Half-Resurrection Blues: Bone Street Rumba, Book 1, written and narrated by Daniel José Older.

Writing Excuses 9.33: Microcasting

Microcasting!

It’s our Q&A format, in which each answer is like its own, tiny little podcast, only without its own unique URL, intro, writing prompt, or any of the other trappings that would actually make it different from a Q&A session.

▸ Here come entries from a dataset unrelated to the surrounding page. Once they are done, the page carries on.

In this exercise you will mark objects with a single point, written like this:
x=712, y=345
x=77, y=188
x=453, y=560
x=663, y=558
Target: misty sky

Right. So, it’s basically just a Q&A.

Listen to the podcast for the answers… Here are the questions:

  • Are there biases against non-English writers submitting manuscripts in English?
  • What is the most difficult thing Howard experienced when first creating Schlock Mercenary?
  • Are you ever too old to try to get published?
  • What are some pointers for keeping a milieu story focused on the setting?
  • No, you can’t have a sample of our DNA. None of you.
  • If you were to rewrite your early work, what would you change?
  • How do you improve your proofreading and copy editing?
  • How much time do you spend writing each day? Does it matter WHAT you write during that time?
  • Do you add foreshadowing in the editing stage, or are you just that good?
  • How do you improve your craft as a writer?
  • I don’t have time to ask a question, I’m washing my dog.
  • Do you have any writing exercises that you do regularly?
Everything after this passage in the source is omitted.